The People’s Summit will bring together organizations, artist collectives, cultural workers, educators, and activists into LA June 8-10. There will be panels, workshops, and plenaries on popular democracy and sovereignty; conversations about the Latin American region and what’s happening in USA ‒ the state of struggle over homelessness and housing, health care, against police brutality, and the militarization of our streets. De La Cruz said “I think it’s particularly important for us to be able to come together after three years organizing in a very limited way in our communities. We did see the rebellions that took place in 2020… So coming together and conversing with each other – engaging in debate, thinking about community strategies we could advance. What happens after the summit is the most important piece. What happens there is going be joyful, to hold each other, to be in conversation each other, hear our stories. We’re very excited about the march happening on June 10, labor organizers leading folks in different community organizations… We hope folks connect and exchange, share, debate, plan for the future.”
De La Cruz said there will be a broad spectrum of people from Latin America. “Folks are interested to learn about the USA; they hear about ‘how much democracy there is,’ but they don’t hear about the struggle, how people are hurting and fighting back; everything that happens in the US impacts the rest of the world; what the people, their majority, are doing, to be able to counteract what the capitalist government of the US is doing internally and externally and for them to be in conversation with organizers, educators, with people engaged in struggle.

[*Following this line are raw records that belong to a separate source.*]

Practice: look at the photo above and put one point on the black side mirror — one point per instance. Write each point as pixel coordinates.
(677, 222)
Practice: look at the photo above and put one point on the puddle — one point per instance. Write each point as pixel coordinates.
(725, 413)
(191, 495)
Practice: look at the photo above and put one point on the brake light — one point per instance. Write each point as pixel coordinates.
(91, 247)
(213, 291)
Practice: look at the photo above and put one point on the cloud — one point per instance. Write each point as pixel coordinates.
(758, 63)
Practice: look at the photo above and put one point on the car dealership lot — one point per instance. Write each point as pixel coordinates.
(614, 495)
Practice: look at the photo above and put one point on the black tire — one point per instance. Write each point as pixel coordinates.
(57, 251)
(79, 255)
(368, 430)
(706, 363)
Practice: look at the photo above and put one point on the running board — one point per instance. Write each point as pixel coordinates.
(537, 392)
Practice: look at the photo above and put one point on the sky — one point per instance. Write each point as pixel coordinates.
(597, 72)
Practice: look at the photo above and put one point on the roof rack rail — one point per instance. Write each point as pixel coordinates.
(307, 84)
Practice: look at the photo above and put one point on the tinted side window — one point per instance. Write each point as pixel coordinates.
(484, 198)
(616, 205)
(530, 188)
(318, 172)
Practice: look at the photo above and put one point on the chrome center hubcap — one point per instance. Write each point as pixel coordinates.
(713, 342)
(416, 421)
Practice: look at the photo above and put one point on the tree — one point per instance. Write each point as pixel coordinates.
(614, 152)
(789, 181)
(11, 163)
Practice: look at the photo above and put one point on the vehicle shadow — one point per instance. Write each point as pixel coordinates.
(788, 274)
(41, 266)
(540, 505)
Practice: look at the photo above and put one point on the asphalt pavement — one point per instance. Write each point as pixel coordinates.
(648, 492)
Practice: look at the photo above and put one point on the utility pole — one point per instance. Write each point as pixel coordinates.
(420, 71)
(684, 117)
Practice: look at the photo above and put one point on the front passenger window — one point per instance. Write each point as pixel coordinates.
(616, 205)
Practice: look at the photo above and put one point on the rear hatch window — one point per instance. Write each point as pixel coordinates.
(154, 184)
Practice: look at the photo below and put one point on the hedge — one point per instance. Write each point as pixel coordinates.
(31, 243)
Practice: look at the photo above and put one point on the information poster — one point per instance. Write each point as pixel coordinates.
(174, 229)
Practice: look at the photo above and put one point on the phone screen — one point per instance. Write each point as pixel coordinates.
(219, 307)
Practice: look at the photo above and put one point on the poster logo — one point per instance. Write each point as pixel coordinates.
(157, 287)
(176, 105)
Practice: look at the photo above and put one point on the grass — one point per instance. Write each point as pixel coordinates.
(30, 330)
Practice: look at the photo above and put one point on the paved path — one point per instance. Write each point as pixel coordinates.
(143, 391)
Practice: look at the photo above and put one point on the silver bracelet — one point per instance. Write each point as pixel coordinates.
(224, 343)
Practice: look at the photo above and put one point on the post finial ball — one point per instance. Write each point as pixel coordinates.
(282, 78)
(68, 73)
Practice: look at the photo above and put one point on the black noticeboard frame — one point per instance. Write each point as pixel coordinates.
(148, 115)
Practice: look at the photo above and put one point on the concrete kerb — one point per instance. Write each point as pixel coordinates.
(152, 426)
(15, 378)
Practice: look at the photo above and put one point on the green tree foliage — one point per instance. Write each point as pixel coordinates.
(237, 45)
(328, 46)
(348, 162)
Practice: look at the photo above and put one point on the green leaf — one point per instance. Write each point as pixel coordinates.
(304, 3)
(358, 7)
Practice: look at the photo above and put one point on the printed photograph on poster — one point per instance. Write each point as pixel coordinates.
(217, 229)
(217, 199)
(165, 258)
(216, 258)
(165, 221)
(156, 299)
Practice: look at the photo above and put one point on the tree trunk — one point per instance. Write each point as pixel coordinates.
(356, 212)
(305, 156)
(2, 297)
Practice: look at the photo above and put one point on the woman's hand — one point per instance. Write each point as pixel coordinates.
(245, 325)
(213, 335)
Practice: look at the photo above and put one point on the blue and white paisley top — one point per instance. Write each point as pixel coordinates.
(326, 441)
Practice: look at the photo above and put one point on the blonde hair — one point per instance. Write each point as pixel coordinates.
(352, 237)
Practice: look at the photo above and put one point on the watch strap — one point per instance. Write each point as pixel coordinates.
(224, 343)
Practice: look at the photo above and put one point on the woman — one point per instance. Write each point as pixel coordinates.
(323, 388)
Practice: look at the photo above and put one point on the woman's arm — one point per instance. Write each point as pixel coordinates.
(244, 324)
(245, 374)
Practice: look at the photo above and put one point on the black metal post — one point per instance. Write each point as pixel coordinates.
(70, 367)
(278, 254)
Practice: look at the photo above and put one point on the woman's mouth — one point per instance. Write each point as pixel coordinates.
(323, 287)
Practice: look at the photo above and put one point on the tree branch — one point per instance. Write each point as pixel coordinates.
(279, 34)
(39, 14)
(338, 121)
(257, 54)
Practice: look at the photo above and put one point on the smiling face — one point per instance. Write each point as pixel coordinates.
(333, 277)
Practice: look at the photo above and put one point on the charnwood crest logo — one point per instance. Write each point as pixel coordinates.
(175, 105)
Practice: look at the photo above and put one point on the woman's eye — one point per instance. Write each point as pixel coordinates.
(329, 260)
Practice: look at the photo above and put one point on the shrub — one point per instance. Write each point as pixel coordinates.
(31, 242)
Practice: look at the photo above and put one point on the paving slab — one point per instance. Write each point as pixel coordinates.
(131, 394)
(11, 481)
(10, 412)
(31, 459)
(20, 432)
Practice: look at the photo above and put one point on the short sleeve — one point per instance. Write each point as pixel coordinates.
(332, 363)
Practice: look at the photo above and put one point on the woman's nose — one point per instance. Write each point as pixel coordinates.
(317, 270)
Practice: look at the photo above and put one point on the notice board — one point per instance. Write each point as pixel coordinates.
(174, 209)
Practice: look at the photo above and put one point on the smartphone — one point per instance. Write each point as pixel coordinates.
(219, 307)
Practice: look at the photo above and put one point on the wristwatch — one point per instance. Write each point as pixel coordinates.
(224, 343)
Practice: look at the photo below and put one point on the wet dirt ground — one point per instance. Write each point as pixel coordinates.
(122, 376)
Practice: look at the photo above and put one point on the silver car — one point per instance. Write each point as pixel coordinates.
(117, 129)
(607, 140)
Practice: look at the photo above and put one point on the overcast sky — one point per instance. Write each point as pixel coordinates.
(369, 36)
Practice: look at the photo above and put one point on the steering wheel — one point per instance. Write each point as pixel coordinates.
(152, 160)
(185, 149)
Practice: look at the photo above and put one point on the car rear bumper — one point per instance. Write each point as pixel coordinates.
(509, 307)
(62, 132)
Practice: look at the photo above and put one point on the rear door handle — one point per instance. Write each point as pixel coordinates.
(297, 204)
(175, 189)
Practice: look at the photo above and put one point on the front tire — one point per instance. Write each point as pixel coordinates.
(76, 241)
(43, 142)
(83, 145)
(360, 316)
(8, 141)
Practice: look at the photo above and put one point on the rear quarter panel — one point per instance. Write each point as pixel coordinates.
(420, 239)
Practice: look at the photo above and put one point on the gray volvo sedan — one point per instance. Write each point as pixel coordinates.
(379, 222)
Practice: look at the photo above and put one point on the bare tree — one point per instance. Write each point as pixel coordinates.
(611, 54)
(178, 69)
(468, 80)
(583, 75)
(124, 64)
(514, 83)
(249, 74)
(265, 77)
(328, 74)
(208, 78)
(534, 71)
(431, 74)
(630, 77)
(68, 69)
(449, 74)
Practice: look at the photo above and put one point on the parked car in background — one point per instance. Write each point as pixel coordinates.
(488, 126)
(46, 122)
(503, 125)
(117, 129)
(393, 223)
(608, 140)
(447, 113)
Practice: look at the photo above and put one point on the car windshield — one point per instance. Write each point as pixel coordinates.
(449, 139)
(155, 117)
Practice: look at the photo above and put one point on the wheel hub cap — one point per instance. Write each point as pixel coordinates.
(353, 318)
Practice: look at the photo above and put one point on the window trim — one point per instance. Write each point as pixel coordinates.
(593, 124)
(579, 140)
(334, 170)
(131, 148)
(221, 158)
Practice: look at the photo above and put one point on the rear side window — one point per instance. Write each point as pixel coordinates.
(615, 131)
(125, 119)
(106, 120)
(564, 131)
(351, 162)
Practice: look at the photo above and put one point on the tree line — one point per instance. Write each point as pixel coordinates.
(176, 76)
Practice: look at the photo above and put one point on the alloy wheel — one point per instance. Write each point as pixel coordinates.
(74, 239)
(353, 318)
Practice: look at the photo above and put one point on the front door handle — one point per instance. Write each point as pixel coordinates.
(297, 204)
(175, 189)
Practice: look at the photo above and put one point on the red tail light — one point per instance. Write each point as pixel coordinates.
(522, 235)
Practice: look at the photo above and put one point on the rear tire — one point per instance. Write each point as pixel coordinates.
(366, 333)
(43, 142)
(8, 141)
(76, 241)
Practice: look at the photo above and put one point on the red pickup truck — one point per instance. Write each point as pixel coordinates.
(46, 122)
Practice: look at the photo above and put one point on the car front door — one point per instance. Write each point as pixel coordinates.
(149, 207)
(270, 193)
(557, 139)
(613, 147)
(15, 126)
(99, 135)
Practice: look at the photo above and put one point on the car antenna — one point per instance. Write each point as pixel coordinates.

It will be a huge contribution to movements in the rest of the region.”
Representatives of countries excluded from the official Summit of the Americas – from Cuba, Venezuela and Nicaragua – will be present at the People’s Summit either in person or online. “The US doesn’t want us to hear from them,” De La Cruz said, “including a sister who was one of the developers of a vaccine – a huge feat not only for Cuba to have developed it when it did; but to share it… The US doesn’t want us to hear that. The more we learn the more we’re able to defend the things we learn about, and the more we’re able to fall in love with the things we learn about. The US doesn’t want us to fall in love with the Cuban Revolution, with Nicaragua, with Venezuela, and when we’re in love we are able to recognize there are things that aren’t perfect, but we’re willing to struggle to be in collaboration to make things happen.”